A autora diz que o historiador de gastronomia Ricardo Maranhão (professor da PUC de São Paulo) exagera ao dizer que “até os anos 70, ninguém cozinhava no Brasil sem ter o Dona Benta por perto”. Mas é um exagero que soa a figura de linguagem que expressa a ternura e a receptividade com que o livro foi acolhido de geração em geração.

As atuais 1.120 páginas que levam o livro a pesar 2,5 quilos custam R$ 80 e trazem mais de 1.500 receitas, duas centenas delas até então inéditas. A edição é da Companhia Editora Nacional, cuja diretora de projetos, Beatriz Yunes Guarita, brinca: “na capa, fizemos um lifting no rosto da velhinha”.

As receitas são populares. Há trinta delas de pratos em que o arroz domina absoluto e apenas cinco de risotos.

Apesar de algumas exclusões indispensáveis ? mudaram, não apenas alguns ingredientes, mas também evoluíram certas designações que lhe eram próprias ? o livro mantém o sabor narrativo das antigas explicações, de que é exemplo o trecho transcrito, que ensina como matar um peru:

“Pouco antes de matar o peru, dê-lhe, às colheradas, um bom copo de pinga e, quando ele ficar bem bêbado, caído, mate-o”. Quantos poderão fazer isso hoje, depois de consultar esta 75? edição? O peru chega aos lares devidamente congelado e nenhuma aguardente haverá de aquecê-lo. A pobre ave chega morta e sabe-se lá como foi dolorosa a triste hora de sua partida. Os vegetarianos não deixam de alertar-nos para a violência que praticamos contra aves e animais.

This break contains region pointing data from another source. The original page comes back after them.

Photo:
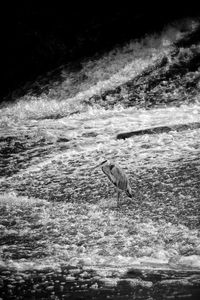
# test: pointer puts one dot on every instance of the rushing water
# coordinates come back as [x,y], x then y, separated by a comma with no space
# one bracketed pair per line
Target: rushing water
[155,232]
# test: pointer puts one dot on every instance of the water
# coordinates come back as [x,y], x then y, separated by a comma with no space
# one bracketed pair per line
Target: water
[81,226]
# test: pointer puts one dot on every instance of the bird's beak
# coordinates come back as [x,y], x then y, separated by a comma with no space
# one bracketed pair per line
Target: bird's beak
[99,164]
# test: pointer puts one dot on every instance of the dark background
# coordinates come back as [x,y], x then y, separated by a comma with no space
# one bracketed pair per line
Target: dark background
[39,36]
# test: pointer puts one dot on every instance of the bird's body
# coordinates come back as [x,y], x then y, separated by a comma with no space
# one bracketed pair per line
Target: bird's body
[117,176]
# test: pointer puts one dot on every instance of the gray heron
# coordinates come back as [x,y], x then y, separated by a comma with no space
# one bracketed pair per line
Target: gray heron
[117,176]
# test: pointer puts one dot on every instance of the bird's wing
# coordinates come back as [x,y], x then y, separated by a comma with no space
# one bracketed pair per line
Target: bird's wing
[116,176]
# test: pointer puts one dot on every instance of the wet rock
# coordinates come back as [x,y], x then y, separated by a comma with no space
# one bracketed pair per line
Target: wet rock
[109,282]
[94,286]
[50,288]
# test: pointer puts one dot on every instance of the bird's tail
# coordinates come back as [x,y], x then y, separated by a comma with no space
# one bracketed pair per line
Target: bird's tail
[129,192]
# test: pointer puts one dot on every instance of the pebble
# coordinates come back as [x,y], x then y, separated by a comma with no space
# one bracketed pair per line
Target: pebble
[94,286]
[70,278]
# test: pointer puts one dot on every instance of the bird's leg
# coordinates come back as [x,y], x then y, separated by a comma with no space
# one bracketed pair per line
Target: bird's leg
[118,197]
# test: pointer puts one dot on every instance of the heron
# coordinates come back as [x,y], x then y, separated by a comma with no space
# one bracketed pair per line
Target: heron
[117,176]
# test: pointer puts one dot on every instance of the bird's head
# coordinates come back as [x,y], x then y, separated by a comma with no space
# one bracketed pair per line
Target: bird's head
[102,163]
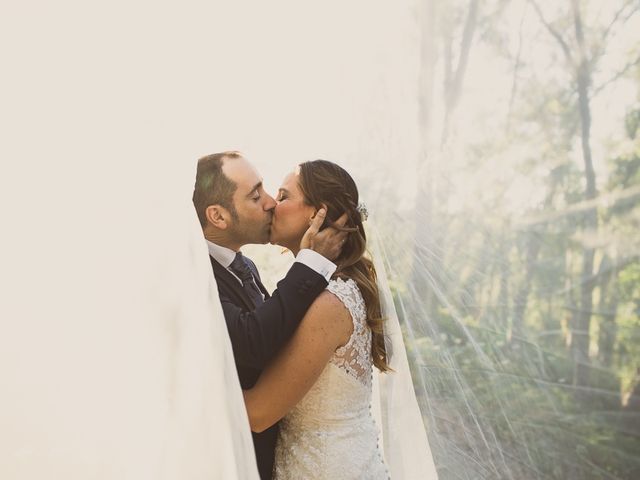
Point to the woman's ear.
(218, 216)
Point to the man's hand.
(328, 242)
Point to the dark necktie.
(240, 267)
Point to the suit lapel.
(231, 285)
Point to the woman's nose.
(270, 203)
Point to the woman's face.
(291, 216)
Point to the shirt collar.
(223, 255)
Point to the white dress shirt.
(316, 262)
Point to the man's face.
(253, 205)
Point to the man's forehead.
(240, 171)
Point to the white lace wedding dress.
(331, 433)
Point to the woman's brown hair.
(325, 183)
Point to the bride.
(320, 384)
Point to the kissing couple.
(306, 353)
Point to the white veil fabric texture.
(115, 362)
(395, 406)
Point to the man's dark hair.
(213, 187)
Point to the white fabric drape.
(395, 407)
(115, 362)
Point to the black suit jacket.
(257, 334)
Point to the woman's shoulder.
(331, 311)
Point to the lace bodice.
(355, 356)
(331, 433)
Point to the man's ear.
(218, 216)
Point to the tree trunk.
(521, 298)
(581, 338)
(607, 307)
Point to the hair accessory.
(364, 213)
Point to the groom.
(234, 210)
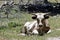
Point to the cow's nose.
(40, 25)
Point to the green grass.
(12, 33)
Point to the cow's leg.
(24, 31)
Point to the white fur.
(35, 32)
(29, 25)
(49, 31)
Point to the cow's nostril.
(40, 25)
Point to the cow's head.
(40, 17)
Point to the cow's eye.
(46, 16)
(34, 17)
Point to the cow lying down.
(39, 26)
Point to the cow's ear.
(34, 16)
(46, 16)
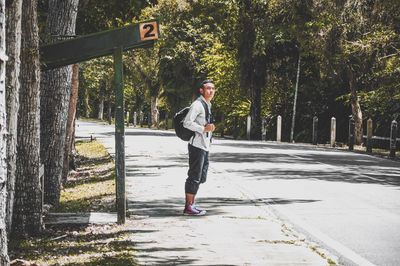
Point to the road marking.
(342, 250)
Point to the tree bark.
(69, 142)
(252, 66)
(55, 95)
(355, 107)
(13, 33)
(4, 260)
(102, 90)
(27, 217)
(154, 110)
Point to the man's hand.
(209, 128)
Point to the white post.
(333, 132)
(279, 129)
(127, 119)
(134, 119)
(248, 127)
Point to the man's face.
(208, 91)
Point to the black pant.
(198, 167)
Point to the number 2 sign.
(148, 31)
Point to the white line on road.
(344, 251)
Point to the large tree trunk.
(102, 91)
(252, 66)
(13, 33)
(55, 95)
(69, 142)
(154, 110)
(355, 107)
(27, 217)
(3, 139)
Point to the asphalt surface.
(286, 204)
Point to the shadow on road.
(173, 207)
(310, 164)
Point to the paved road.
(347, 202)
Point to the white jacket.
(195, 120)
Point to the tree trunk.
(68, 156)
(102, 90)
(154, 110)
(252, 67)
(13, 33)
(86, 107)
(3, 139)
(27, 217)
(54, 102)
(109, 111)
(355, 107)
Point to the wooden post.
(264, 129)
(279, 128)
(351, 133)
(223, 126)
(315, 130)
(369, 135)
(393, 136)
(166, 121)
(119, 136)
(248, 126)
(333, 132)
(127, 119)
(235, 132)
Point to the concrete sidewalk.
(237, 230)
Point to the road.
(347, 202)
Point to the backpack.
(182, 132)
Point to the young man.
(197, 121)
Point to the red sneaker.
(192, 211)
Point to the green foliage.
(206, 39)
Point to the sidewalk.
(237, 229)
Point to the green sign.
(141, 35)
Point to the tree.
(252, 57)
(27, 217)
(13, 32)
(149, 74)
(54, 100)
(3, 139)
(69, 149)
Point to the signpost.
(111, 42)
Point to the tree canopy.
(251, 48)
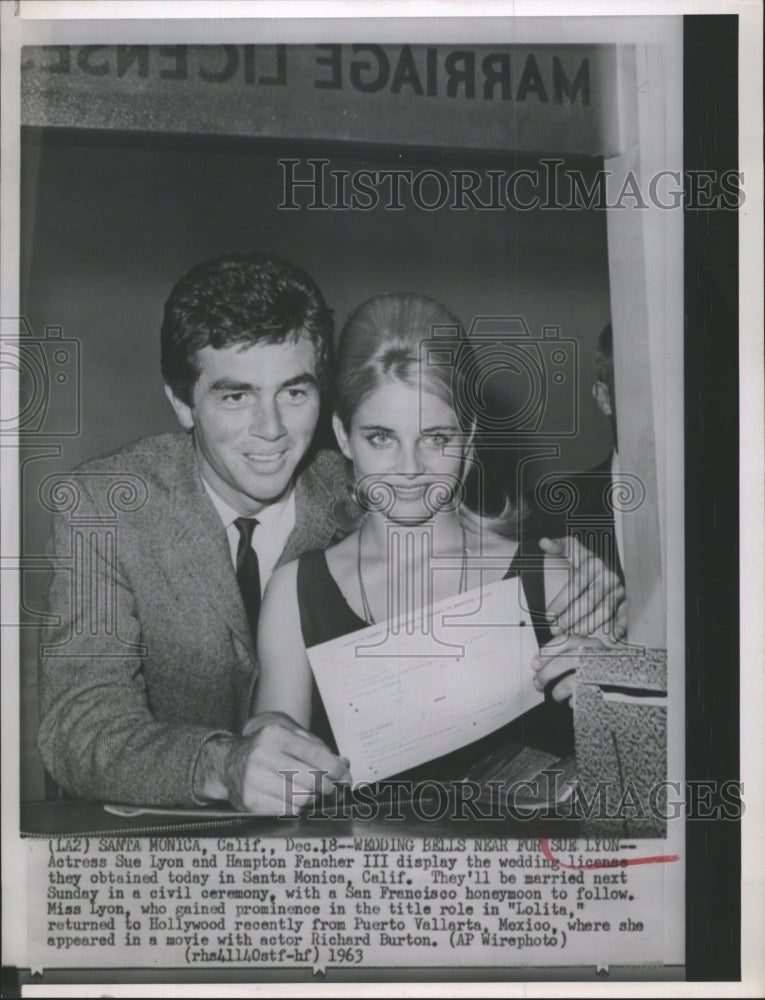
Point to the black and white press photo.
(358, 611)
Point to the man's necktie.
(248, 572)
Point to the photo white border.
(316, 21)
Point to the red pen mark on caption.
(657, 859)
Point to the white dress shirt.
(275, 523)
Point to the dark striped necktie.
(248, 572)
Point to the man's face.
(254, 412)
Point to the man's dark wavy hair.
(245, 298)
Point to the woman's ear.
(342, 437)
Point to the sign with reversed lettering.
(545, 98)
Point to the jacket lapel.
(199, 551)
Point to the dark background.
(111, 221)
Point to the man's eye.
(437, 441)
(233, 400)
(380, 439)
(295, 395)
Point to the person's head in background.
(603, 389)
(246, 353)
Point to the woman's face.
(407, 441)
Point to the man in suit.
(162, 549)
(150, 671)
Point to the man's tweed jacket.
(151, 653)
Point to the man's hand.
(248, 770)
(560, 660)
(593, 600)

Dona Benta sobreviveu ao forno de microondas e à panela de pressão. Suas receitas foram adaptadas, mas as suas grandes marcas continuam sendo as mesmas. São literárias. Dona Benta e Tia Nastácia estão presentes no imaginário de multidões de leitores, sobretudo daqueles que depois se tornaram também escritores e que mantiveram os olhos postos no exemplo de Monteiro Lobato, o criador dos tipos inesquecíveis do Sítio do Picapau Amarelo.

O melhor de livros na Veja desta semana estava em “comida”. Lembrei-me de algumas metáforas. “Devorar um livro” continua sendo sacada para designar o gosto por leitura. A revista já estava nas bancas quando o escritor Rubem Fonseca, devorado por multidões de leitores, no Brasil e no exterior, ganhou manchetes de vários jornais hispano-americanos ao receber o Prêmio Juan Rulfo e, surpreendentemente, falar na solenidade da entrega, ao lado do Prêmio Nobel Gabriel García Márquez. Fotografado de cabeça inteiramente raspada, ele ganhou a primeira página da Folha de S. Paulo no domingo.

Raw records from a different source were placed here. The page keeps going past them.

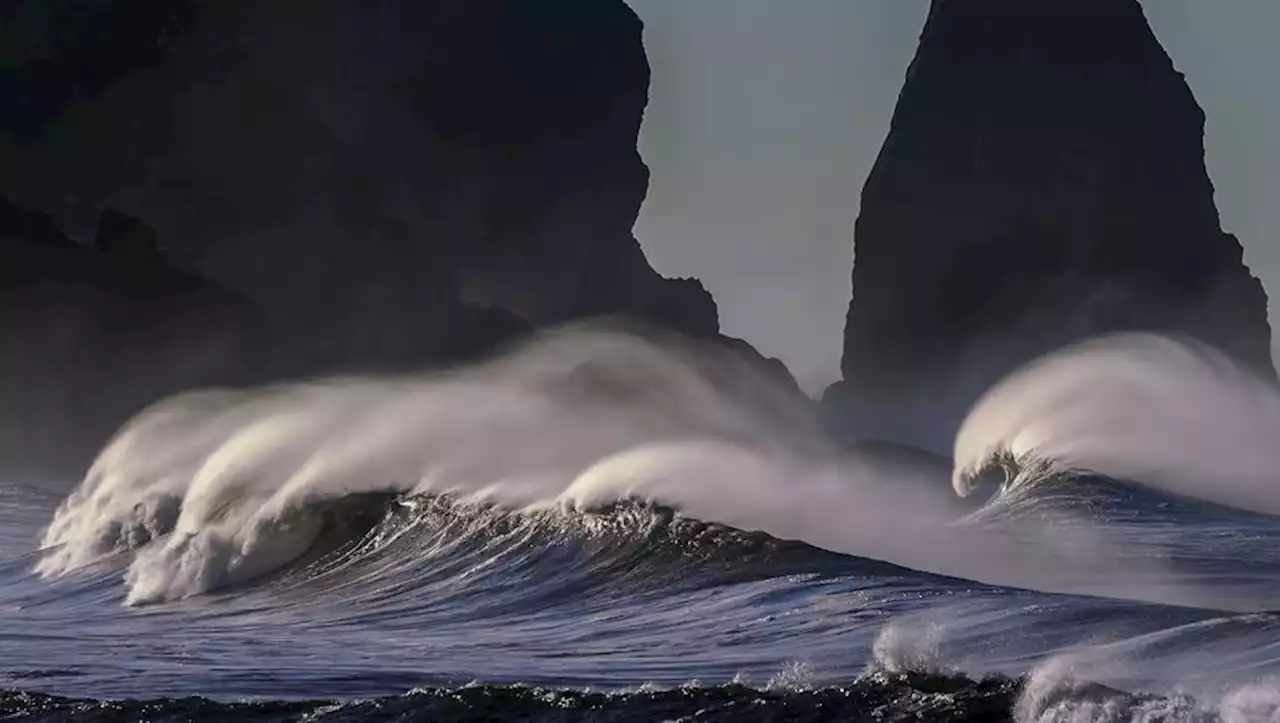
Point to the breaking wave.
(1170, 413)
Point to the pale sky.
(766, 117)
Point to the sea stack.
(388, 187)
(1043, 181)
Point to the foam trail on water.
(1166, 412)
(216, 488)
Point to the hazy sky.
(766, 117)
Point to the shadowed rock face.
(392, 184)
(356, 165)
(1042, 181)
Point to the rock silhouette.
(1042, 181)
(387, 186)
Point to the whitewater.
(609, 521)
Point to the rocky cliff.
(393, 184)
(355, 165)
(1043, 179)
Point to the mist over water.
(1166, 412)
(611, 507)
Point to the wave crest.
(1168, 412)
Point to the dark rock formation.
(1043, 179)
(90, 338)
(394, 184)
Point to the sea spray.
(211, 489)
(1168, 412)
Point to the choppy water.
(604, 527)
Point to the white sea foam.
(220, 486)
(1166, 412)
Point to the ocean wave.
(1166, 412)
(1051, 694)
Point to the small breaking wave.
(1165, 412)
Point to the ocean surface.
(607, 527)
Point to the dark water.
(668, 582)
(447, 612)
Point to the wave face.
(635, 527)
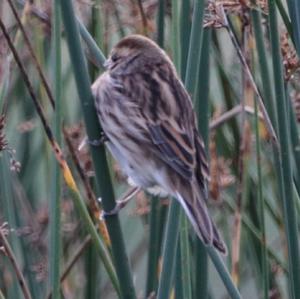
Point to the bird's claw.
(97, 142)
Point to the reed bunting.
(148, 118)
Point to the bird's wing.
(172, 127)
(174, 147)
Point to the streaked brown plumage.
(148, 118)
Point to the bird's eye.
(114, 58)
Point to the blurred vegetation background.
(239, 61)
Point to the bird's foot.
(122, 202)
(97, 142)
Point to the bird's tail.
(195, 208)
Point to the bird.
(148, 119)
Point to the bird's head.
(133, 52)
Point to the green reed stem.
(98, 153)
(289, 210)
(55, 211)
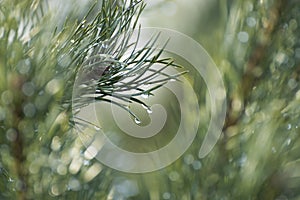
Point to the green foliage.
(256, 46)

Mas não deu tempo de figurar ao lado de Dona Benta ou de Harry Potter e a Ordem da Fênix, de J. K. Rowling, na tradução de Lia Wyler (Editora Rocco), a nova coqueluche literária do mundo.

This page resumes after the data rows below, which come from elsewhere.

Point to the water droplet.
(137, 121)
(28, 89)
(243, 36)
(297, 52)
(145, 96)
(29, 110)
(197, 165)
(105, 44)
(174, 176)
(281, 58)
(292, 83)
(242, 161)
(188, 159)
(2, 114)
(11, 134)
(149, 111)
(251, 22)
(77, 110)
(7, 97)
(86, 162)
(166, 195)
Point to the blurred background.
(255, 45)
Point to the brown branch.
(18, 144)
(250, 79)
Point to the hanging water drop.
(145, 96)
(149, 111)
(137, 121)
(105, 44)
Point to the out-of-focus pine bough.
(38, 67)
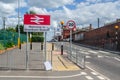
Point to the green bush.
(37, 39)
(1, 47)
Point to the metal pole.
(70, 43)
(27, 55)
(116, 37)
(19, 42)
(45, 44)
(98, 22)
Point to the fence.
(10, 38)
(75, 55)
(23, 59)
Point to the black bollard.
(31, 46)
(41, 46)
(61, 49)
(52, 46)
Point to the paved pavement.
(61, 62)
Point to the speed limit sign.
(71, 24)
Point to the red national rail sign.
(71, 24)
(36, 23)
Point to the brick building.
(104, 37)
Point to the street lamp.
(62, 23)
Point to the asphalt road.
(105, 62)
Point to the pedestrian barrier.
(25, 59)
(75, 55)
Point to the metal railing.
(75, 55)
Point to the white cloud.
(39, 10)
(49, 3)
(8, 7)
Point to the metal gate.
(23, 58)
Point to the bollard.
(41, 46)
(20, 46)
(52, 46)
(31, 46)
(61, 49)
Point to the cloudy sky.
(83, 12)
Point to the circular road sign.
(71, 24)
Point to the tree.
(21, 29)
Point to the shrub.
(1, 47)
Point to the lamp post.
(62, 22)
(116, 36)
(19, 42)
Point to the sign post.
(36, 23)
(71, 25)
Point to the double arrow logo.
(37, 19)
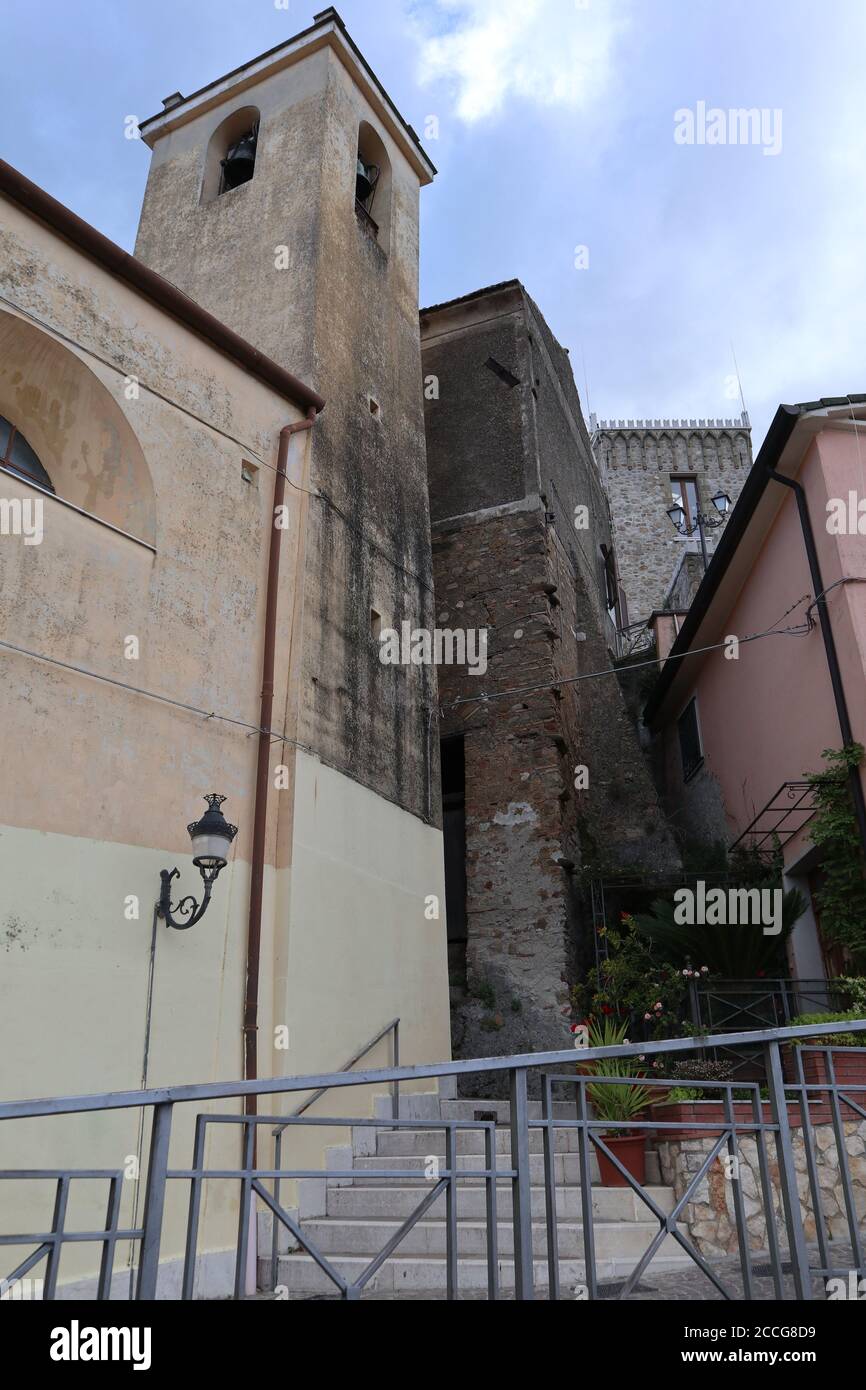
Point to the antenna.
(738, 380)
(585, 382)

Por uma dessas ironias da diagramação, ao lado desta última resenha, o escritor e jornalista Diogo Mainardi, com seu habitual e polêmico pessimismo, celebrado pela liderança de mensagens enviadas à revista, escreve sobre a propaganda política, “o maior problema do Brasil”, que no título virou “a maior praga brasileira”. Se não apenas os escritores brasileiros, mas os autores de um modo geral, pudessem invadir o latifúndio dos políticos na mídia, muitos livros alcançariam êxito semelhante ao de Dona Benta.